Manuel Maria Carrilho – Diário de Notícias, opinião
Desde 1974 que a semana entre o 25 de Abril e o 1.º de Maio se tornou particularmente reveladora do estado da Nação. Como se concentrassem nela expetativas e dificuldades, tensões e esperanças que andam dispersas durante o ano, e sobretudo como se se esperasse sempre dela uma qualquer palavra mais decisiva, uma qualquer ideia mais inspiradora.
No 25 de Abril é o Presidente que costuma suscitar maior atenção, no 1.º de Maio ela dispersa-se pela esquerda, com destaque para o PCP e a CGTP. Mas o que desta vez marcou a semana foi, contudo, a confirmação do carregado horizonte de chumbo que se abate sobre o País. Trinta e oito anos depois da consagração dos três "d" - a democracia, a descolonização e o desenvolvimento -, o que caracteriza hoje a situação do País são três "d" muito diferentes: a descredibilização dos partidos políticos, a desvitalização da democracia e a desqualificação dos portugueses.
Descredibilização dos partidos que se concentram na reprodução do seu poder e dos seus eleitos, desvitalização da democracia reduzida aos seus mínimos formais, desqualificação dos portugueses que continuam na cauda da Europa com níveis de educação que continuam a ser a nossa maior condenação: em 2010, só quatro em cada dez trabalhadores, e dois em cada dez empresários, tinham o secundário completo, quando a média europeia é de oito e sete, respetivamente.

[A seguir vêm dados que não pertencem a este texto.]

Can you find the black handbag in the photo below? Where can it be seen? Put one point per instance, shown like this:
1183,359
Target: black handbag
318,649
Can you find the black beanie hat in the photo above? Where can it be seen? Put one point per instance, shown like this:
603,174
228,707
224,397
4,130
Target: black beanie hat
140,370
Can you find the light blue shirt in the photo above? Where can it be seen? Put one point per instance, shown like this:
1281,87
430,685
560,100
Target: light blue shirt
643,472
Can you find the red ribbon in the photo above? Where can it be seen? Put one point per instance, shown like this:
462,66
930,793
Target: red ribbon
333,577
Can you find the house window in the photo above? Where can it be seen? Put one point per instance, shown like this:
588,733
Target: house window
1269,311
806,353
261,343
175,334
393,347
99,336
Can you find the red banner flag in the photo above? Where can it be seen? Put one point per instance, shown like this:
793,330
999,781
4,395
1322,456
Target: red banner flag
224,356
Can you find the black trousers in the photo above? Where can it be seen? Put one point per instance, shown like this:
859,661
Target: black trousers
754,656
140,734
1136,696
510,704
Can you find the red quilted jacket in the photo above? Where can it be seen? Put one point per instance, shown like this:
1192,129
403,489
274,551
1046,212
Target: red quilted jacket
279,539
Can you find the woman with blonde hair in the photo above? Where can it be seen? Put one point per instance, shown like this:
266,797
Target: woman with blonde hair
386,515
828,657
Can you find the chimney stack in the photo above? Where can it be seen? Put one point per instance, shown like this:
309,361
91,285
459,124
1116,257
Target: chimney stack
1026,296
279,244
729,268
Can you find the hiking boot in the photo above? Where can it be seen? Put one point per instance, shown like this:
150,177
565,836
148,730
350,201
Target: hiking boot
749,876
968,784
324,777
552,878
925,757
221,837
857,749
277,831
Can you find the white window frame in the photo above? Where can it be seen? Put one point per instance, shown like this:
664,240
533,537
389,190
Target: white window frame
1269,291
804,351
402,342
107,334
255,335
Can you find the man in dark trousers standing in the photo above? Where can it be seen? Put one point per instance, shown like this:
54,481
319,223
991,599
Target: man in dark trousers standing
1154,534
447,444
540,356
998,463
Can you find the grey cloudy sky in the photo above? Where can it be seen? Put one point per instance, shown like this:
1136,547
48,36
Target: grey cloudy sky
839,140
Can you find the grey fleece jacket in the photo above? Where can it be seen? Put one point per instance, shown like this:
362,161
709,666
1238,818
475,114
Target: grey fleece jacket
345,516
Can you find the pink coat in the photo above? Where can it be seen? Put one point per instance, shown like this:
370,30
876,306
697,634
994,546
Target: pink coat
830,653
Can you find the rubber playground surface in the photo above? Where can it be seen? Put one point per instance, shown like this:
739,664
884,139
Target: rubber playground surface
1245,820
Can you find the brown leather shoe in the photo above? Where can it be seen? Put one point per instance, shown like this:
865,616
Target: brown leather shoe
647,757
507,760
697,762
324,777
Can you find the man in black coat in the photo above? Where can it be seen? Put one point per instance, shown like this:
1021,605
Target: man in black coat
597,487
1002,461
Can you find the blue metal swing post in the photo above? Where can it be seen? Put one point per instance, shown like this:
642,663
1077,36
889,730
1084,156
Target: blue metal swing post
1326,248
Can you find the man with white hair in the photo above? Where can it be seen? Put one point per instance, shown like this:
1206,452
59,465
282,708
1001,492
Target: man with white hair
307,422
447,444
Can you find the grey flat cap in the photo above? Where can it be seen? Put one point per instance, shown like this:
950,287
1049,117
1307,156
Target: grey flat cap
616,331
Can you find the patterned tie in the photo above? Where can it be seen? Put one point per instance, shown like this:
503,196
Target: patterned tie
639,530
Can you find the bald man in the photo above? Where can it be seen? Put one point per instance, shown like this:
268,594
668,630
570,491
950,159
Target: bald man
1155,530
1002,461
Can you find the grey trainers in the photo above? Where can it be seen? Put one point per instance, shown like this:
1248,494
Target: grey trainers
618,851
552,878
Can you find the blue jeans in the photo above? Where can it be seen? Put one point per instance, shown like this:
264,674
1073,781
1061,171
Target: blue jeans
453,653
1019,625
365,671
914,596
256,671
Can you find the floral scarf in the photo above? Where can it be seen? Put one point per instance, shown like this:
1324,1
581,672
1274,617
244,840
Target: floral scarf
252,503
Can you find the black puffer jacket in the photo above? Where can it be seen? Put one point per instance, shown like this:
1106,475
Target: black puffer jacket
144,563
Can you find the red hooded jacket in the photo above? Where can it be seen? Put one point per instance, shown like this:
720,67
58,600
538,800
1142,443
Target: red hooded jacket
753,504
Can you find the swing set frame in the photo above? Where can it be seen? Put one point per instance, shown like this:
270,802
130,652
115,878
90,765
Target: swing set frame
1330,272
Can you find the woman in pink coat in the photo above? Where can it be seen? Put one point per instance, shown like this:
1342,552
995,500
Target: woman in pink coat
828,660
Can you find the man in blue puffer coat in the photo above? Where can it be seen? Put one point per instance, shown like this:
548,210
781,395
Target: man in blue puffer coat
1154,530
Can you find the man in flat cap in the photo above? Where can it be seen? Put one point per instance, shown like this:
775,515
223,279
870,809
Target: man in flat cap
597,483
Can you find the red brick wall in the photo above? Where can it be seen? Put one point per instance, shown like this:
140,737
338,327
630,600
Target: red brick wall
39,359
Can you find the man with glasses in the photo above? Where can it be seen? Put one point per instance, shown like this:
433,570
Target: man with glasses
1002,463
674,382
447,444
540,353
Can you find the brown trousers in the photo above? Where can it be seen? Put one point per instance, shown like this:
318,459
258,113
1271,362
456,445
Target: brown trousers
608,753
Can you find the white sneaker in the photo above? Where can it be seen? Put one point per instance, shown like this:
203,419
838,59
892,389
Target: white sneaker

E os protagonistas mostraram não estar à altura das circunstâncias. Os "militares de Abril" deram o sinal, com um manifesto inepto e um comportamento impróprio, a revelarem inesperadas dificuldades de compreensão do que é a legitimidade democrática. Em vez de funcionar, como certamente esperavam os seus promotores, como um incentivo à mobilização dos cidadãos, o "manifesto" foi apenas mais um sintoma de perturbação, que se veio juntar à multidão dos que já conhecemos.
Por sua vez, na habitual sessão parlamentar evocativa do 25 de Abril, os partidos políticos revelaram-se incapazes de se libertarem da lengalenga dos rituais há muito desagastados, enquanto o Presidente da República confirmou o seu perfil cada vez mais ziguezagueante, incapaz de recuperar o registo de uma magistratura mobilizadora.
Assim, no ano em que o País vive a maior e a mais intensa crise desde 1974, na verdade acabou por não haver qualquer "discurso de 25 de Abril", porque ninguém foi capaz de o fazer. Foi esta a novidade do ano: o silêncio mais ou menos embatucado da nossa elite política.
O Presidente optou por fazer, ao contrário do que o País sente, e sobretudo precisa, um inesperado discurso de deslumbramento otimista sobre o estado da Nação, a revelar não só um preocupante desajuste da realidade, mas também uma evidente incoerência relativamente a outros diagnósticos seus, feitos há não muito tempo e que - até pelas consequências que tiveram! - os Portugueses ainda têm bem presentes. Sem falar da incómoda mescla de provincianismo e de oportunismo com que destacou muitos dos exemplos escolhidos.
Esperança foi pois portanto um tópico que nestes dias só se ouviu a quem tenha os olhos postos em França e nos resultados das eleições presidenciais do próximo domingo. Mas a haver - como tudo indica - mudança, essa esperança vai exigir uma talentosa combinação de utopia e de realismo, de audácia e de competência.
Só assim será possível enfrentar os desafios tremendos que aguardam o novo Presidente e a sua equipa. Destaco apenas dois: em primeiro lugar, o do esgotamento do modelo "ocidental" de crescimento a crédito que marcou as últimas décadas. Modelo para o qual, contudo, não se dispõe de momento de nenhuma alternativa estruturada e credível. Basta olhar com um mínimo de lucidez para a súbita - "et pour cause!"- conversa dos últimos dias sobre crescimento euro- peu, para se perceber que tudo não passa de tagarelice à procura de mais crédito!...
Em segundo lugar, o da exaustão do modelo político da "fuga em frente", que conduziu a Europa ao atual estado de inação e de impasse face à crise. E, também aqui, não se dispõe de alternativas que pareçam viáveis, uma vez que todas as "saídas" de que se vai falando relevam, justamente, do mesmo mal. A começar pelo federalismo, de que todos falam mas que ninguém define, como era vital que se fizesse, enquanto a generalidade dos povos o rejeita cada vez mais, preferindo-lhe soluções nacionais.
Tudo isto permite um vislumbre de esperança, não mais. Pode parecer cético, mas não é - e vamos todos perceber melhor porquê, a partir da próxima 2.ª-feira.